Startup Consolidation: The Rise of M&A in 2025

So far in 2025, we have been seeing an increase in mergers and acquisitions (M&A) as an exit strategy for startups. After a period of an icy initial public offering (IPO) market the past few years have seen growing dealmaking in M&A activity, despite not reaching the highs of ~$6T in 2021.[1] In this blog, learn more about the rise of M&A in 2025, what may be driving the growth, and what M&A growth means for private market investors.

The Rise of M&A in 2025

The data from the first half of 2025 shows the growth of M&A through the year.
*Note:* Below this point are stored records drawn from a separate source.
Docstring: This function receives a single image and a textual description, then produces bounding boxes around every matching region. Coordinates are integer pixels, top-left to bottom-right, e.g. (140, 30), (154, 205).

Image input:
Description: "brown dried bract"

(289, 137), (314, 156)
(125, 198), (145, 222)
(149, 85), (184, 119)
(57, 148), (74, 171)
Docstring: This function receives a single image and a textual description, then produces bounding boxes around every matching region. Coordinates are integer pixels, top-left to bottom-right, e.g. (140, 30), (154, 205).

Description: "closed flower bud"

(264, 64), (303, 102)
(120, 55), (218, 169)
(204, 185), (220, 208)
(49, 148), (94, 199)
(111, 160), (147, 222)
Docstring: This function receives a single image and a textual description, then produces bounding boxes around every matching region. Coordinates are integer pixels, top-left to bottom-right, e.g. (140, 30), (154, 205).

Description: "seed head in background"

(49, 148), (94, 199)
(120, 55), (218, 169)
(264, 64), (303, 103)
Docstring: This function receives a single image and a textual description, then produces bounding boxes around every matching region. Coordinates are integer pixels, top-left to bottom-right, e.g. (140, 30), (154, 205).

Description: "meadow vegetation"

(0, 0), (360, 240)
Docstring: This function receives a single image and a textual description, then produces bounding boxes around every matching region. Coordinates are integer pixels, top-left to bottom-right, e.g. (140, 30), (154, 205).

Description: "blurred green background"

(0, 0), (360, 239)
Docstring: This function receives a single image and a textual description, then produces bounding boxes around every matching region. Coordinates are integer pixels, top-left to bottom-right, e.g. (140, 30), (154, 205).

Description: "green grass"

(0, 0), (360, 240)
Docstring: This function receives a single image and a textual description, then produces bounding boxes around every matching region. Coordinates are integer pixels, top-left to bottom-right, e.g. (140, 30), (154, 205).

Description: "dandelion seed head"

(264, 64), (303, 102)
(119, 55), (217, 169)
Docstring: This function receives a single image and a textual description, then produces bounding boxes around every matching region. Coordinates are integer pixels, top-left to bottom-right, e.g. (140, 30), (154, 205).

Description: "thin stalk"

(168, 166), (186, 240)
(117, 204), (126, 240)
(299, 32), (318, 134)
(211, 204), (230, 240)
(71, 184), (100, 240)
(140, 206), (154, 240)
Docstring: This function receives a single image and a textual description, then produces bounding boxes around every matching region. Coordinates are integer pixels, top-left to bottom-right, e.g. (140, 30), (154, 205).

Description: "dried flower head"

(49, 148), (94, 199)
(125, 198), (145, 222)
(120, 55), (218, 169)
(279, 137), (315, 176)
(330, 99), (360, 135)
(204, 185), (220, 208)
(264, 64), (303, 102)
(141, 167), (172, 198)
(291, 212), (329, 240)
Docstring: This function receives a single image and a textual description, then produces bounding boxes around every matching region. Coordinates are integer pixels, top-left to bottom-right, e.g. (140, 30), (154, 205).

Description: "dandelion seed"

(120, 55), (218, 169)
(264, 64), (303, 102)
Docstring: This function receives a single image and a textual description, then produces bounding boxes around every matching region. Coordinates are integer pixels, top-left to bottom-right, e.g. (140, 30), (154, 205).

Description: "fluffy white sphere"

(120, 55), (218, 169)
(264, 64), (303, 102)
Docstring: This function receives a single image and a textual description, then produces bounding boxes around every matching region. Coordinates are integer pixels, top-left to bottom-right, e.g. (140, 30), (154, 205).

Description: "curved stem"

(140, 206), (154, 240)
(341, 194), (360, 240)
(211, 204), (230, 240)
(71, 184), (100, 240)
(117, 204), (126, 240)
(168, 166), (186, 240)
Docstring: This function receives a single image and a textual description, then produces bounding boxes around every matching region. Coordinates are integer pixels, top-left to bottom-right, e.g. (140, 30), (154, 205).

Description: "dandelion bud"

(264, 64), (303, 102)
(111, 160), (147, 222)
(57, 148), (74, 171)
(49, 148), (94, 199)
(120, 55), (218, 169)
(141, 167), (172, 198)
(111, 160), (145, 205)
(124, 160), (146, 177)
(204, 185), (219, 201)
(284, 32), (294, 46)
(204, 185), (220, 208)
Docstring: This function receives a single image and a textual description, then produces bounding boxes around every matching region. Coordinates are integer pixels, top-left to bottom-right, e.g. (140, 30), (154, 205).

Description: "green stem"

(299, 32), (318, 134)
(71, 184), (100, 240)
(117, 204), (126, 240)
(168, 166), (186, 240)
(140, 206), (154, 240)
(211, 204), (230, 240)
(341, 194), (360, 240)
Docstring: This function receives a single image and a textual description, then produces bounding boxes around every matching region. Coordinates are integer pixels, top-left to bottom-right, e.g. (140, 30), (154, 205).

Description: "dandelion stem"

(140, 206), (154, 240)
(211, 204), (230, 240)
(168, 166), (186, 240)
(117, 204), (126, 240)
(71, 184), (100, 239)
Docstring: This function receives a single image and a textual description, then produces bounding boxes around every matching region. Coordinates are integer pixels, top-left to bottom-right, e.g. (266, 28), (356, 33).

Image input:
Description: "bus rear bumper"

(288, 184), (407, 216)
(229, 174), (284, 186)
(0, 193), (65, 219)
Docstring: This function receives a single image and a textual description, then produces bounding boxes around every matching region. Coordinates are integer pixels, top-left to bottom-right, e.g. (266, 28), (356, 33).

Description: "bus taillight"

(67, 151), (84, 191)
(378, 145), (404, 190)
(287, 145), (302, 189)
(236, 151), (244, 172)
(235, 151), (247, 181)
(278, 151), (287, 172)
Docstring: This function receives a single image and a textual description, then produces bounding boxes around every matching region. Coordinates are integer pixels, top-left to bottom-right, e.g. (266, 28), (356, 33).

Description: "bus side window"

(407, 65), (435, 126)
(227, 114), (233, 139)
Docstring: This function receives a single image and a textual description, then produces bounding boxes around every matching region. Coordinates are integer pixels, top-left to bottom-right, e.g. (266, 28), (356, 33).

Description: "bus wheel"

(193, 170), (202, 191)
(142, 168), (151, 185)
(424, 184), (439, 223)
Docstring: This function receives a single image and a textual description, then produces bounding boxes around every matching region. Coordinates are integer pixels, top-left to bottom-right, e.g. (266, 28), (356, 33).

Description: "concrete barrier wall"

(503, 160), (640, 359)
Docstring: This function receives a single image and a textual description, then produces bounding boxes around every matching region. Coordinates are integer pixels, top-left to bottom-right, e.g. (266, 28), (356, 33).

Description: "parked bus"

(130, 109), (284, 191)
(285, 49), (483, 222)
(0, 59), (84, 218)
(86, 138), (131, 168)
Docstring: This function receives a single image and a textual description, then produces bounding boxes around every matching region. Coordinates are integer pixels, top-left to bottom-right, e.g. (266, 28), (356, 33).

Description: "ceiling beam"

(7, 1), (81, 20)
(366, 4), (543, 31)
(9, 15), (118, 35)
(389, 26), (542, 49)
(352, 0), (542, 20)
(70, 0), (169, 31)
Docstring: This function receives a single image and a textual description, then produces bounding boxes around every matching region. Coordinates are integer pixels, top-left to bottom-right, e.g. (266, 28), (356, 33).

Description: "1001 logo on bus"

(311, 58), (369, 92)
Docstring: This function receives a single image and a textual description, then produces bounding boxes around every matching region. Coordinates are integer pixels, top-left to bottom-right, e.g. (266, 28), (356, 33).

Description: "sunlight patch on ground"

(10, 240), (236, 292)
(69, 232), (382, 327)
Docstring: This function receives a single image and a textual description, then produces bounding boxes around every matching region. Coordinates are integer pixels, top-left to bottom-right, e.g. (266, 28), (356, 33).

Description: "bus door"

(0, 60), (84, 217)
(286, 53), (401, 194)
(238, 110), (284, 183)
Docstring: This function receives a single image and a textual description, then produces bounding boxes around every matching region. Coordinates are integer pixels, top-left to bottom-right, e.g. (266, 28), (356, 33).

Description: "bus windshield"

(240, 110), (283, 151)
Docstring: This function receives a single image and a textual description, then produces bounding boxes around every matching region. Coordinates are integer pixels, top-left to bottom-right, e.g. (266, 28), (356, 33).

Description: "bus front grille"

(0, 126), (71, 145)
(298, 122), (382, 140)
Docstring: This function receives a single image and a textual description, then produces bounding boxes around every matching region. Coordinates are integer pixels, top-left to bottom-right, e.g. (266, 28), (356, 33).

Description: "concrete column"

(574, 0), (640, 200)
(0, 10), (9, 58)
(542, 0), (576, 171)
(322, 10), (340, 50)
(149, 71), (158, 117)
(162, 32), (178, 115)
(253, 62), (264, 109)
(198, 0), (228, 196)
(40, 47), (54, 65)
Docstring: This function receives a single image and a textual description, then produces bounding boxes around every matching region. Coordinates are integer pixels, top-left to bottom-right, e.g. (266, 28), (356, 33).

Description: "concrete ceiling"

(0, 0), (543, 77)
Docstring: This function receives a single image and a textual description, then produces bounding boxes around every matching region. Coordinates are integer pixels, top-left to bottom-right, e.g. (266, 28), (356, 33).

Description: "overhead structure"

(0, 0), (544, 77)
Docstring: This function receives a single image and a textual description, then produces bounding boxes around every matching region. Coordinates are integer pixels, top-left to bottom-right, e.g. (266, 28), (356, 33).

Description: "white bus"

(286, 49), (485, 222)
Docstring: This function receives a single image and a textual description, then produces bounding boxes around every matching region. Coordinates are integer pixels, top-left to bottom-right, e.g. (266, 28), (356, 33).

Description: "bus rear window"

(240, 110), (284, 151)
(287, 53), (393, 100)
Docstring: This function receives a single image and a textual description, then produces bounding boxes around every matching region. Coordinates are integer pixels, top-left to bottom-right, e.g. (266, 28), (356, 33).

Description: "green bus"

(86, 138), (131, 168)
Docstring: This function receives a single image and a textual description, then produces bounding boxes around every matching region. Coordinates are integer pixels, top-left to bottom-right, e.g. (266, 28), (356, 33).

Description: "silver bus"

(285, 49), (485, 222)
According to Crunchbase, acquirers made just over $100 billion worth of disclosed-price startup purchases in H1 2025. This represents a 155% increase from the same period in 2024.[2] While there was also an increase in the number of deals, reaching 918, up 13% year-over-year, AI companies and cybersecurity startups were major contributors to the numbers.

Examples of 2025 M&A Deals

A few news-catching deals were announced in H1 2025, most notably:

  • Google’s planned $32 billion acquisition of cloud security unicorn Wiz, which is slated to be one of the largest startup acquisitions on record
  • OpenAI’s $6.5 billion purchase of Io, an AI-device startup co-founded by Apple’s Jony Ive
  • SoftBank’s $6.2 billion cash acquisition of chip design company Ampere Computing

Why Now?

Several key factors may be contributing to the rise of M&A in 2025.

Pent-Up Demand

After a period of economic uncertainty, dribbling over after the COVID-19 pandemic, large public companies are under pressure to grow. Organic growth can be challenging and making acquisitions the fastest way to acquire new technology, talent, and market share. For sectors like cybersecurity, AI infrastructure, and enterprise software, buying innovative startups can be seen as a strategic necessity to stay competitive.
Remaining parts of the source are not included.